Wretched souls, washed in a blue-grey arthouse ambience and dreadfully expensive lighting, struggled through streets and over pavements, literally carrying others, to hysterically tragic music, like some modern day Victor Hugo ripoff. I was bemused. The role of advertising is to portray the product or service in a flattering light, but this seemed like a realistic portrayal of the hellish journey through Footscray “premium” (hah!) station to the fourth circle of Hell City Loop, complete with the wails of the damned. In my abortive attempt to find a jay-peg for this post I came across this description of the soundtrack: “The music for the advertisement, an evocative Stalinist mood-piece entitled No(t) Home, was written especially for the video by Russian born, Tasmanian based singer Zulya Kamalova, a leading proponent of Tatar music in Australia.”

Imagine the fulminations from Bolt and co. if a public company had come out with an ad containing a Stalinist mood-piece.

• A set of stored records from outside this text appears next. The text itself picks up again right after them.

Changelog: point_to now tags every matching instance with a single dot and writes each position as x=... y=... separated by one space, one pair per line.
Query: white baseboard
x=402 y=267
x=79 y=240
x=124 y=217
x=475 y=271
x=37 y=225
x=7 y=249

Oh, the irony.

The ads were linked to a website, which probably cost Connex another bucket of our money, but it was impossible to load it until the other day – one of those dratted Flash sites which just kind of sit there and never load. Nevertheless, we eventuallly worked it out: the Don’t Hold Others Back campaign is to inform us that we, the passengers, are the cause of all the trouble. Yes, forget about the cancellation of the 5.11 and the Faulty Train at Flinders Street which the crackling PA is ranting about. It’s YOU, you wretch, you’re thirty seconds late and you’ll make the train wait for you! Which makes us all suffer!

Except, of course that most of it’s bollocks because trains don’t wait, do they? If you’re slow, you just have to catch the next one. If it comes, of course. The primary offender in holding us all back is Connex itself, and this kind of conspicuous consumption just rubs our noses in it.

If Connex could just shut up with the advertising and spin for a year or two and spend the money on improving the system instead, we’d all cheer.